According to the Times, When Dr. Moore explained the situation via prompt to ChatGPT, the A.I. tool returned this response in one instance: “I know this is a lot of information to process and that you may feel disappointed or frustrated by the lack of options…I wish there were more and better treatments…and I hope that in the future there will be.”
Dr. Moore was surprised by how good the tool was. It’s unclear if he ever communicated the chatbot’s responses to his friend.
“I have never seen or had a coach like this,” he said.

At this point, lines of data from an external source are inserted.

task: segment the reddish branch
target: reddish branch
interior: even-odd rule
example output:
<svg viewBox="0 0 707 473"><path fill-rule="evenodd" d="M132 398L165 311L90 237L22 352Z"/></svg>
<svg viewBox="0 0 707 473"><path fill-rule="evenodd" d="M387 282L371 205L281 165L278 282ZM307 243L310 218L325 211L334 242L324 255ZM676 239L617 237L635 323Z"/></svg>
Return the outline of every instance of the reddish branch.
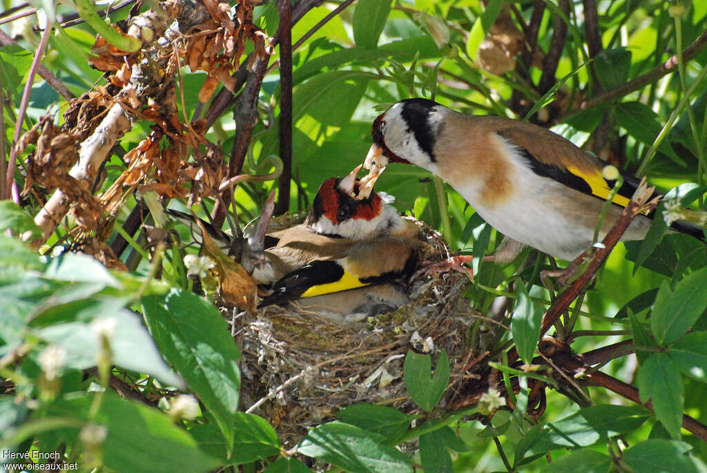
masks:
<svg viewBox="0 0 707 473"><path fill-rule="evenodd" d="M633 217L640 214L641 211L645 211L648 209L648 211L650 211L658 205L658 199L654 199L651 202L648 202L653 197L654 189L655 187L648 187L645 185L645 181L642 182L636 191L636 194L633 194L633 198L631 199L629 204L624 209L624 211L621 212L619 220L614 224L611 230L609 230L607 236L604 238L604 241L602 242L603 247L588 250L572 262L571 268L575 267L578 264L578 262L583 261L593 252L593 257L588 264L585 271L579 275L579 277L577 278L570 287L560 294L555 300L554 303L552 304L545 313L544 317L542 318L542 328L540 332L541 337L560 318L563 313L569 308L572 301L577 298L580 293L594 279L597 271L599 270L599 268L604 264L604 262L609 257L609 254L611 253L612 250L619 243L621 235L626 231L626 229L629 228L629 225L633 219ZM571 268L568 268L568 269L569 270Z"/></svg>
<svg viewBox="0 0 707 473"><path fill-rule="evenodd" d="M6 46L7 45L11 45L16 42L14 40L10 37L4 31L0 30L0 45ZM42 64L39 64L37 67L37 74L40 75L40 77L47 81L47 83L52 86L52 88L55 90L57 92L64 97L64 98L67 100L70 100L72 98L75 98L74 95L69 88L66 87L63 82L59 80L59 78L54 76L52 72L47 69L46 67Z"/></svg>
<svg viewBox="0 0 707 473"><path fill-rule="evenodd" d="M552 339L551 342L549 340L544 341L540 343L539 350L541 354L549 358L555 365L571 375L581 374L581 379L589 381L595 386L607 389L624 399L653 410L650 401L645 403L641 402L638 390L601 371L592 371L592 367L585 363L584 358L581 356L573 356L569 346L559 340ZM682 426L703 440L707 441L707 426L688 415L683 415Z"/></svg>
<svg viewBox="0 0 707 473"><path fill-rule="evenodd" d="M290 209L290 180L292 178L292 30L290 0L280 0L280 159L282 174L278 185L276 215Z"/></svg>
<svg viewBox="0 0 707 473"><path fill-rule="evenodd" d="M683 59L686 62L691 60L698 54L701 52L706 46L707 46L707 31L700 35L700 36L695 40L691 45L684 49L682 52ZM580 110L588 108L592 108L592 107L597 107L605 103L609 103L614 100L618 100L626 94L633 92L634 90L638 90L642 87L658 81L665 74L672 72L677 67L677 55L676 54L674 56L671 56L667 61L658 67L651 69L642 76L639 76L636 78L626 82L623 86L583 102L581 105L580 105L580 107L577 110L573 110L571 114L576 113Z"/></svg>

Chatbots like ChatGPT are being integrated into the day-to-day routine in all sorts of industries—whether banking or online retail. The tool is being adopted faster than the pace at which regulations are being drafted, leading to rallying cries from A.I. industry experts warning about the tech’s potential dangers if it's misused or developed too fast. Within the medical profession, some doctors are questioning whether using chatbots is ethical.
“I know physicians are using this,” Dr. Dev Dash, an emergency medicine physician and member of Stanford Health Care’s data science team, told the Times. “I’ve heard of residents using it to guide clinical decision making. I don’t think it’s appropriate.”
OpenAI did not immediately return Fortune’s request for comment.
Many others in the medical field have also been trying out the chatbot despite the concerns. Dr. Harlan Krumholz, the director of Center for Outcomes Research and Evaluation at Yale School of Medicine, thinks that even though it “would be admitting you don’t know how to talk to patients,” there’s value in testing the tool.
“You’d be crazy not to give it a try and learn more about what it can do,” Dr. Krumholz told the Times.
There’s clearly a need for empathy in how doctors approach their patients—a trait that a study found to be lacking among many physicians. Authors of the paper reviewed the audio recordings of physician-family conferences that addressed end-of-life decisions, and concluded that in one-third of the cases, doctors made no empathetic statements. Empathy has also been linked to better outcomes among patients. So, if ChatGPT is helping doctors with communicating more effectively with their patients, some say, why not?
“Most doctors are pretty cognitively focused, treating the patient’s medical issues as a series of problems to be solved,” Dr. Douglas White, who is the director at University of Pittsburgh’s Program on Ethics and Decision Making in Critical Illness, told the Times. He said that could sometimes lead them to overlook the emotional aspect of treating illnesses.
For its part, ChatGPT has shown some talent for medicine by passing a U.S. Medical Licensing Exam, a requirement to practice medicine in the U.S. Additionally, in an April study by JAMA Internal Medicine, one of the journals published by the American Medical Association, authors fed questions from a Reddit forum where people ask about illnesses and health conditions into ChatGPT. Health care professionals preferred the chatbot’s response in nearly 80% of medical evaluations to those by physicians.
“There is now research showing that this is going to help—well, let’s see if we can translate this into practice,” Christopher Longhurst, the chief digital officer and chief medical officer at University of California at San Diego Health, told the Wall Street Journal earlier this year.